SGLang Performance Dashboard
A web-based dashboard for visualizing SGLang nightly test performance metrics.
Features
- Performance Trends: View throughput, latency, and TTFT trends over time
- Model Comparison: Compare performance across different models and configurations
- Filtering: Filter by GPU configuration, model, variant, and batch size
- Interactive Charts: Zoom, pan, and hover for detailed metrics
- Run History: View recent benchmark runs with links to GitHub Actions
Quick Start
Option 1: Run with Local Server (Recommended)
For live data from GitHub Actions artifacts:
# Install requirements
pip install requests
# Run the server
python server.py --fetch-on-start
# Visit http://localhost:8000
The server provides:
- Automatic fetching of metrics from GitHub
- Caching to reduce API calls
/api/metricsendpoint for the frontend
Option 2: Fetch Data Manually
Use the fetch script to download metrics data:
# Fetch last 30 days of metrics
python fetch_metrics.py --output metrics_data.json
# Fetch a specific run
python fetch_metrics.py --run-id 21338741812 --output single_run.json
# Fetch only scheduled (nightly) runs
python fetch_metrics.py --scheduled-only --days 7
GitHub Token
To download artifacts from GitHub, you need authentication:
Using
ghCLI (recommended):gh auth loginUsing environment variable:
export GITHUB_TOKEN=your_token_here
Without a token, the dashboard will show run metadata but not detailed benchmark results.
Data Structure
The metrics JSON has this structure:
{
"run_id": "21338741812",
"run_date": "2026-01-25T22:24:02.090218+00:00",
"commit_sha": "5cdb391...",
"branch": "main",
"results": [
{
"gpu_config": "8-gpu-h200",
"partition": 0,
"model": "deepseek-ai/DeepSeek-V3.1",
"variant": "TP8+MTP",
"benchmarks": [
{
"batch_size": 1,
"input_len": 4096,
"output_len": 512,
"latency_ms": 2400.72,
"input_throughput": 21408.64,
"output_throughput": 231.74,
"overall_throughput": 1919.43,
"ttft_ms": 191.32,
"acc_length": 3.19
}
]
}
]
}
Deployment
GitHub Pages
The dashboard can be deployed to GitHub Pages for public access:
- Copy the dashboard files to
docs/performance_dashboard/ - Enable GitHub Pages in repository settings
- Set up a GitHub Action to periodically update metrics data
Self-Hosted
For a self-hosted deployment with live data:
- Set up a server running
server.py - Configure a cron job or systemd timer to refresh data
- Optionally put behind nginx/caddy for SSL
Metrics Explained
- Overall Throughput: Total tokens (input + output) processed per second
- Input Throughput: Input tokens processed per second (prefill speed)

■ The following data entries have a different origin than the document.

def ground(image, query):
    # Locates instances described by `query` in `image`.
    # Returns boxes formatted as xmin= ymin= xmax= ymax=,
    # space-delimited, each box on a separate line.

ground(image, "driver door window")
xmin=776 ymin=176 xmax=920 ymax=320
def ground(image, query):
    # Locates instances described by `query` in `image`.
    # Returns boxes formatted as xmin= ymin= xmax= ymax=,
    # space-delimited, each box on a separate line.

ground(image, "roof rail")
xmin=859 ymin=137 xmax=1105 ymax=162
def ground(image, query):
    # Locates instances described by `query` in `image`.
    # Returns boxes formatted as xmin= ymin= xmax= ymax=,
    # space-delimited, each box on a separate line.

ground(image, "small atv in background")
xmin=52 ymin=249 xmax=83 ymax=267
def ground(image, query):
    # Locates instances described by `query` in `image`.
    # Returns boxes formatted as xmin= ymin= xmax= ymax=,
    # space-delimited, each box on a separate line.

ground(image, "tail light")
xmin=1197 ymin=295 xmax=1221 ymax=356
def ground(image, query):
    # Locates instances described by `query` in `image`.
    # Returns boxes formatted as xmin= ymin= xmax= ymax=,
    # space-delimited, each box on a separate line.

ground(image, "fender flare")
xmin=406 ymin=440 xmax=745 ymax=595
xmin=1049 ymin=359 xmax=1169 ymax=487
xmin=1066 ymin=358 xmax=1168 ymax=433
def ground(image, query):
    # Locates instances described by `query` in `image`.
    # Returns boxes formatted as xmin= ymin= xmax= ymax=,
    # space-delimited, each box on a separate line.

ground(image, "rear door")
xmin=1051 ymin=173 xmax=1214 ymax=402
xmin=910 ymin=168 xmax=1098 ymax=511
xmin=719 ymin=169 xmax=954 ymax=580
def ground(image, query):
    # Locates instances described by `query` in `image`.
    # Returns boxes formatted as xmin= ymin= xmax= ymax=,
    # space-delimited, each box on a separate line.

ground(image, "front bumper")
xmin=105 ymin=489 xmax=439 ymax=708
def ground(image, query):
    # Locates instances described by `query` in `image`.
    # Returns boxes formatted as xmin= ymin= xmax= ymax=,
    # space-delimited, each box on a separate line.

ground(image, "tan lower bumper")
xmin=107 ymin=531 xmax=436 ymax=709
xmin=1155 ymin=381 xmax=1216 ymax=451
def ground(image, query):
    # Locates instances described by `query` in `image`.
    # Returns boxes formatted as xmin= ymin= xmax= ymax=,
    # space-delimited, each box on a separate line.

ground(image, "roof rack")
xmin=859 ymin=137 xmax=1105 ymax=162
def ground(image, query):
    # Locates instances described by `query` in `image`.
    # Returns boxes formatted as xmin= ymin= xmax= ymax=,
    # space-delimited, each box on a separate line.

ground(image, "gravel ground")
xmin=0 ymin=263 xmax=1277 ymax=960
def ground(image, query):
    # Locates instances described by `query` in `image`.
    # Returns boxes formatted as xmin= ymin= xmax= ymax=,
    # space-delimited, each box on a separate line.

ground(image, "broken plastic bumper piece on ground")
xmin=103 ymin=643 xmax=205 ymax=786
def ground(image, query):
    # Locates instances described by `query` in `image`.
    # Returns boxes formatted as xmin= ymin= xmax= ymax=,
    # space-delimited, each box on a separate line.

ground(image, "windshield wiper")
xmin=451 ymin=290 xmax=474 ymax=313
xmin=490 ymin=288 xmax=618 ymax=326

- Output Throughput: Output tokens generated per second (decode speed)
- Latency: End-to-end time to complete the request
- TTFT: Time to First Token - time until the first output token
- Acc Length: Acceptance length for speculative decoding (MTP variants)
Contributing
To add support for new metrics or visualizations:
- Update
fetch_metrics.pyif data collection needs changes - Modify
app.jsto add new chart types or filters - Update
index.htmlfor UI changes
Troubleshooting
No data displayed
- Check browser console for errors
- Verify GitHub API is accessible
- Try running with
server.py --fetch-on-start
API rate limits
- Use a GitHub token for higher limits
- The server caches data for 5 minutes
Charts not rendering
- Ensure Chart.js is loading from CDN
- Check for JavaScript errors in console